Posie wrapped her arms around herself, pretending the chill was the only thing that unsettled her. Her mind, however, was a storm. She hadn’t expected life to feel so unfamiliar, so constricted. And yet, here she was, standing under the faint glow of the driveway lights, trying to gather herself.
“Miss Brooks.”
The voice was calm. Too calm. She froze.
Fox Reyes stepped lightly onto the driveway, his hands in his pockets, expression unreadable. He looked the same as he did in lecture halls — neat, composed, untouchable — yet somehow, seeing him here, outside the rigid walls of the classroom, made her stomach tighten.
“Professor.” Her voice was quiet, cautious.

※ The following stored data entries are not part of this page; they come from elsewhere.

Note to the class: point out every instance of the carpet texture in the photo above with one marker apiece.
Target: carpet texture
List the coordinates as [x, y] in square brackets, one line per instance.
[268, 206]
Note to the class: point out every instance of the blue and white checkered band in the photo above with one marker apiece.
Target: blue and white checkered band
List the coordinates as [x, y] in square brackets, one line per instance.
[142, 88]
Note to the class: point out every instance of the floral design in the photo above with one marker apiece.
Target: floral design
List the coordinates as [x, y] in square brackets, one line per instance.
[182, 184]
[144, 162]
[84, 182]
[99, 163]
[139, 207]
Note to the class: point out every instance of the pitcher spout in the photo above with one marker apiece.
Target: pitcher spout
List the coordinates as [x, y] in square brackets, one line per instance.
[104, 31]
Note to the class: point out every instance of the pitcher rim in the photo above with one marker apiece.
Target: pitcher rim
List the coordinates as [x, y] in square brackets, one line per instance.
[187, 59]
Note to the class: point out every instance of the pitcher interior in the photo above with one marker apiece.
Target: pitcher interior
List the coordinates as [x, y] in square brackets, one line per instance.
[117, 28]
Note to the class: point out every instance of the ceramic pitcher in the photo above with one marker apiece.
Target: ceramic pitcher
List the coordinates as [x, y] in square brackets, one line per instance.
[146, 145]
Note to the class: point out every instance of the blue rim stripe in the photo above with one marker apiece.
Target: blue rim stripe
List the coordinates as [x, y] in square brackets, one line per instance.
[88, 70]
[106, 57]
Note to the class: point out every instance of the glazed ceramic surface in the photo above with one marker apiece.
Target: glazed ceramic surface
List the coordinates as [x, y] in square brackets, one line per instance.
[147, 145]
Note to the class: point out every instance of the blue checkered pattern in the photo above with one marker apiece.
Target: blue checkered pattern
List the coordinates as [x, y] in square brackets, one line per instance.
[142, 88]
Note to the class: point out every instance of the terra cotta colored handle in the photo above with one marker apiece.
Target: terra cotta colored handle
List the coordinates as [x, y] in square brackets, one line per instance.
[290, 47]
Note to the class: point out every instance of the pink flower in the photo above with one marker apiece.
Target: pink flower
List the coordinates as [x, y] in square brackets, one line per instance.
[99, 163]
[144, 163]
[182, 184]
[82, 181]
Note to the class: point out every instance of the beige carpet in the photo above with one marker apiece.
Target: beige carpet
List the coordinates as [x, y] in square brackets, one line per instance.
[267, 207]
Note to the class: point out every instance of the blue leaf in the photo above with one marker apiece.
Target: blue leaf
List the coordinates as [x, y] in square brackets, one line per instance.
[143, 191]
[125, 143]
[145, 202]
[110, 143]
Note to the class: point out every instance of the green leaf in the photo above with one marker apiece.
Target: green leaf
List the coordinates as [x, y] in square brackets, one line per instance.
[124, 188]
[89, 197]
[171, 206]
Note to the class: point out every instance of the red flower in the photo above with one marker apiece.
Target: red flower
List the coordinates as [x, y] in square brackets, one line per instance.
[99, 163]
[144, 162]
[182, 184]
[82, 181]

“Fox is fine,” he said evenly, almost businesslike, yet there was a tension beneath the surface.
Posie folded her arms and stepped back slightly. “I’d rather not get used to saying that,” she said, voice laced with the faintest edge of sarcasm.
Fox’s dark eyes met hers. For a moment, the world narrowed down to just the two of them. Neither had wanted this. Neither had been consulted. And yet, their lives were now intertwined in a way neither could escape.
“I had no idea,” he said finally, his tone controlled, almost neutral. “About any of this.”
Posie laughed softly, a hollow sound that didn’t reach her eyes. “Neither did I. Apparently, we’re both very convenient pieces in a political puzzle.”
He gave a small nod, expression unreadable. “I’m sorry this involves you.”
“You? You’re the one being forced to marry your student,” she shot back, the words sharper than intended.
“And you’re the student being forced to marry your professor,” he replied evenly. “I’d say we’re equally trapped.”
Her lips twitched — almost a smile, but not quite. The absurdity of their situation weighed heavily, yet she couldn’t help the flicker of humor it brought.
“So… what now?” she asked, her voice softer, almost resigned. “Do we just pretend we’re fine with it?”
“I don’t pretend well,” Fox said quietly, dark eyes holding hers.
“And I’m terrible at it,” she admitted, biting the inside of her cheek to stop the words from trembling.
They were silent for a moment, the quiet between them full of unspoken frustration and reluctant understanding. The night breeze carried the faint sound of the families inside, still arguing over details neither of them had the power to change.
“They won’t change their minds, you know,” Fox said, breaking the silence. “Our families have already decided.”
Posie’s hands curled into fists at her sides. “Politics doesn’t care about what we want,” she said bitterly.
“No,” he agreed. “But maybe we can decide how much of ourselves we lose to it.”
Her gaze met his again, the same man who taught structures with unshakable precision and absolute calm. And for the first time, she noticed something different — a subtle weight in his posture, a flicker in his eyes, a hint that he, too, was questioning how much of himself he could give away.
“So we… work together?” she asked softly.
“If that’s what it takes to survive this,” he said.
Posie exhaled slowly, not out of relief, but of acceptance. Not love. Not friendship. Not anything simple.
Just the beginning of something neither of them had chosen.